Plate bioassays demonstrated that strain UFB2 possesses significant antibacterial activity against a broad array of plant bacterial pathogens. Other than Clavibacter michiganensis 1–07, the tested bacteria sensitive to strain UFB2 also include Erwinia amylovora [18, 19], Burkholderia glumae , Ralstonia solanacearum Rso [21, 22] and Erwinia carotovora WSCH1 [19, 23]. Of the tested plant pathogenic bacteria, the Gram-positive bacterium Clavibacter michiganensis 1–07, the pathogen causing bacterial canker of tomato , is most sensitive to strain UFB2 with a radius of 28 ± 1 mm clear inhibitory zone (Fig. 1). In addition, the growth of fungal pathogen Geotrichum candidum Km, which causes sour rot of citrus fruits, tomatoes, carrot and some vegetables , can also be inhibited by strain UFB2. To test the field biocontrol efficacy of strain UFB2, greenhouse experiments were set up according to the method described by Lu and Ingram . Preliminary data showed the control efficacies of both strain UFB2 culture extract and living cells on bacterial canker of tomato are equivalent to that of streptomycin at the recommended rate for plant disease management. The genome of strain UFB2 was sequenced with the aim to identify the genes associated with the antimicrobial characters. The information about the genome sequence of strain UFB2 is summarized in Table 1, and its phylogenetic position is shown in Fig. 2.
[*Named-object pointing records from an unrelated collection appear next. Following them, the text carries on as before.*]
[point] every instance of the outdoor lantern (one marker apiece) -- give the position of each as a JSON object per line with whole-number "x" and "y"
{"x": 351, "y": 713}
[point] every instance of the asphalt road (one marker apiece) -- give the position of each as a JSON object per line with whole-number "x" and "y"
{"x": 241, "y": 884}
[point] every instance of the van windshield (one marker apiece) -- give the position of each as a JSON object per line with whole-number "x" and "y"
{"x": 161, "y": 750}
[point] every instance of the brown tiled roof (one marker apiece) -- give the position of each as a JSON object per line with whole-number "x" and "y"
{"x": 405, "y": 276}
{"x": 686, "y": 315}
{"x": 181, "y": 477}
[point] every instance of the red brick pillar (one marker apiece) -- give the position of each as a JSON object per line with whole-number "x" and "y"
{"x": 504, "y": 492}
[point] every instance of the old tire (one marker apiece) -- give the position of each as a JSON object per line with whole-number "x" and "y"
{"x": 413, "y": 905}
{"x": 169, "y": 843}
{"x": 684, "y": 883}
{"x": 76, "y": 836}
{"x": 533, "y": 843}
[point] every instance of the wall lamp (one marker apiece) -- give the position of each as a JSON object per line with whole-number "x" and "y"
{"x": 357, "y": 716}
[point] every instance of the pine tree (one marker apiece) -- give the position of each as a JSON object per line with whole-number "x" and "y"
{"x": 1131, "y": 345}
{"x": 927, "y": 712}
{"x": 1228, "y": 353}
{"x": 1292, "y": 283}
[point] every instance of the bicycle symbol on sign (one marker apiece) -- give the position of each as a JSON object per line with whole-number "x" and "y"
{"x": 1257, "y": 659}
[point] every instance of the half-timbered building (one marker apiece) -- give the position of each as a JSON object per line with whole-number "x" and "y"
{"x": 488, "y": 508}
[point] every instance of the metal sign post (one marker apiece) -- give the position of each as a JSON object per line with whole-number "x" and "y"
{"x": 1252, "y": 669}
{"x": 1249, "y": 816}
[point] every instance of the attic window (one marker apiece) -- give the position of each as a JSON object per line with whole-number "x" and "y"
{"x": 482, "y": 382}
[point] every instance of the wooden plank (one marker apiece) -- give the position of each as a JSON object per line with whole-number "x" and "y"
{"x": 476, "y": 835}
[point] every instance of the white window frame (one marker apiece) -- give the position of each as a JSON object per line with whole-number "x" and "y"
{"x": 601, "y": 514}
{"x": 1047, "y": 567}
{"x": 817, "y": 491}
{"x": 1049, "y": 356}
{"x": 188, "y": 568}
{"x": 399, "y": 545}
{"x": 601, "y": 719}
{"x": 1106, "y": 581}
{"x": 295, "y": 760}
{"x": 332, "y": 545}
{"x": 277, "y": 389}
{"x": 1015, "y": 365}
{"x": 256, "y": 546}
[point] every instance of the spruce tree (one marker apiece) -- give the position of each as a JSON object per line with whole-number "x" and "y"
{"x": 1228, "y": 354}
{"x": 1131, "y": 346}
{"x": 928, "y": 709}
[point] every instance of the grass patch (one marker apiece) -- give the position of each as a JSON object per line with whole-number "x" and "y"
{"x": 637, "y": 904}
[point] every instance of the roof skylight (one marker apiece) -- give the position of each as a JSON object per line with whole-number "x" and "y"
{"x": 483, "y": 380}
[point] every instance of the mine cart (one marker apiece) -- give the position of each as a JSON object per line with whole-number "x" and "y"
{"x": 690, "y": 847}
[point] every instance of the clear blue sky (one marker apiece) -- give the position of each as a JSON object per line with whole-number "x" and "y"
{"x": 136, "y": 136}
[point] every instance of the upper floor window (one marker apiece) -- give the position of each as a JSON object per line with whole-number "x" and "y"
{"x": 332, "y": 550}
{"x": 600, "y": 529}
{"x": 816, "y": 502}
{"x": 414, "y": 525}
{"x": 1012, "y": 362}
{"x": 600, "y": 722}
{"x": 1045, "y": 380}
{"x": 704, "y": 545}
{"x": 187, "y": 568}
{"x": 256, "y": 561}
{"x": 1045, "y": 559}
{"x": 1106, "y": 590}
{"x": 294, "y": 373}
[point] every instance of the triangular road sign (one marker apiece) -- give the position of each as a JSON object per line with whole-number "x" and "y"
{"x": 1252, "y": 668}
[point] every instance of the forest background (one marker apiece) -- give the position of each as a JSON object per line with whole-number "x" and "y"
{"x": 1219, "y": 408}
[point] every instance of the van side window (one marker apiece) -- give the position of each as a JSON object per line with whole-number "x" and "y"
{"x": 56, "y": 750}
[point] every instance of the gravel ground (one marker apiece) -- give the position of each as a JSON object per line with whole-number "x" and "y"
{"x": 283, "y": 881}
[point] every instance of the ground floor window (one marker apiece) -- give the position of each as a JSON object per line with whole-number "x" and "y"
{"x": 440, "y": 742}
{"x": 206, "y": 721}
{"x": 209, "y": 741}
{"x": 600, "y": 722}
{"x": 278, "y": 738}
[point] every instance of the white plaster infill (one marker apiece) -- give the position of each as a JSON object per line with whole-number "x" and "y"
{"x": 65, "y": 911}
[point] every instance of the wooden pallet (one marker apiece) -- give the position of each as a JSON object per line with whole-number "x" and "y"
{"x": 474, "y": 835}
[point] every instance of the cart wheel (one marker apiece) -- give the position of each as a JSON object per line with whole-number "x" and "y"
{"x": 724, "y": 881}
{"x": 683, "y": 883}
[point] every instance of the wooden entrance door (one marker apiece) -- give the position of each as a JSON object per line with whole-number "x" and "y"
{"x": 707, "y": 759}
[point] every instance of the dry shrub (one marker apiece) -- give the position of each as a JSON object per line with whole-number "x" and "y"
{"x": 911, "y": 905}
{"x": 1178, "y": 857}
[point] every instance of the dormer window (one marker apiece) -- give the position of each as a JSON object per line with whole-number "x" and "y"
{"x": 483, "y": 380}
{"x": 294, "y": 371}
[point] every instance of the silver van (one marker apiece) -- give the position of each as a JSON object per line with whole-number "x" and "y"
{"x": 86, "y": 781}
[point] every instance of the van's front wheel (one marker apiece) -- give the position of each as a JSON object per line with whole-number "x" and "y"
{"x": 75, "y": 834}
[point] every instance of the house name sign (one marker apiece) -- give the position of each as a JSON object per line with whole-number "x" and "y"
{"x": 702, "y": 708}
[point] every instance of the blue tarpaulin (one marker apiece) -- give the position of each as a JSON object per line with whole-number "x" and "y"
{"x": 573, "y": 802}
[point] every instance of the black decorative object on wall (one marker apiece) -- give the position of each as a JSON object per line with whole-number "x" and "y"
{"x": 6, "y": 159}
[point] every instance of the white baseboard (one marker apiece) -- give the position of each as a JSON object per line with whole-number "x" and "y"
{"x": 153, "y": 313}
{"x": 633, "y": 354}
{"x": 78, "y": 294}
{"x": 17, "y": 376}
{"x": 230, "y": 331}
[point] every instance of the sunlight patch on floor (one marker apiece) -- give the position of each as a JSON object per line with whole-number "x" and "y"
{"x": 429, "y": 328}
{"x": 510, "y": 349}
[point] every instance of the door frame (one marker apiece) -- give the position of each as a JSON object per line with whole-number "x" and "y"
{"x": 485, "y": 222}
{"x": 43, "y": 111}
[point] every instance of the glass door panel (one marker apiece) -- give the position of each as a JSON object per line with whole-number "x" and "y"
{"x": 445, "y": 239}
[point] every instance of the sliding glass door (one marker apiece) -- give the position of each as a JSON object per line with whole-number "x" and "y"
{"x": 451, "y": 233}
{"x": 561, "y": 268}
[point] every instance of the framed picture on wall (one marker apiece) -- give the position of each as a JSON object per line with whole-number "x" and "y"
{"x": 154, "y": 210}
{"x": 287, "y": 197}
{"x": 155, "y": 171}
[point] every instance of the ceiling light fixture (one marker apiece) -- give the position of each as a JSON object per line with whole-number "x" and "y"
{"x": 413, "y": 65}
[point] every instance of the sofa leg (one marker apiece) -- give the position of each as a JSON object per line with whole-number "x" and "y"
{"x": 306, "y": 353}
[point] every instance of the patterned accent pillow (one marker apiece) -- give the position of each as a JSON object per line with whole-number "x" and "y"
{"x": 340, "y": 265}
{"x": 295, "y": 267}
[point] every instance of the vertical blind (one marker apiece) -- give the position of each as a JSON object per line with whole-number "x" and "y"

Fatty acid analysis was performed by gas chromatography (gas chromatograph, model 6890 N, Agilent Technologies) and analyzed by the Microbial Identification System (MIDI, Sherlock Version 6.1; database, TSBA40). The analysis of total cells showed the major fatty acids are C 16:1 ω7c (32 %), C 16:0 (28 %), C 18:1 ω7c (19 %). Fatty acid 3-hydroxy C 12:0 (5 %), C 12:0 (4 %), 2-hydroxy C 12:0 (4 %) and 3-hydroxy C 10:0 (3 %) were found in minor amount.
Genome sequencing information
Genome project history
P. chlororaphis strain UFB2 was selected for sequencing because of its significant antimicrobial activities and its potential as a biocontrol agent for agricultural use. Genomes of three P chlororaphis strains have been sequenced as of May 2015. Sequencing of the whole genome of strain UFB2 makes more data available for genome comparison and analysis within P. chlororaphis species.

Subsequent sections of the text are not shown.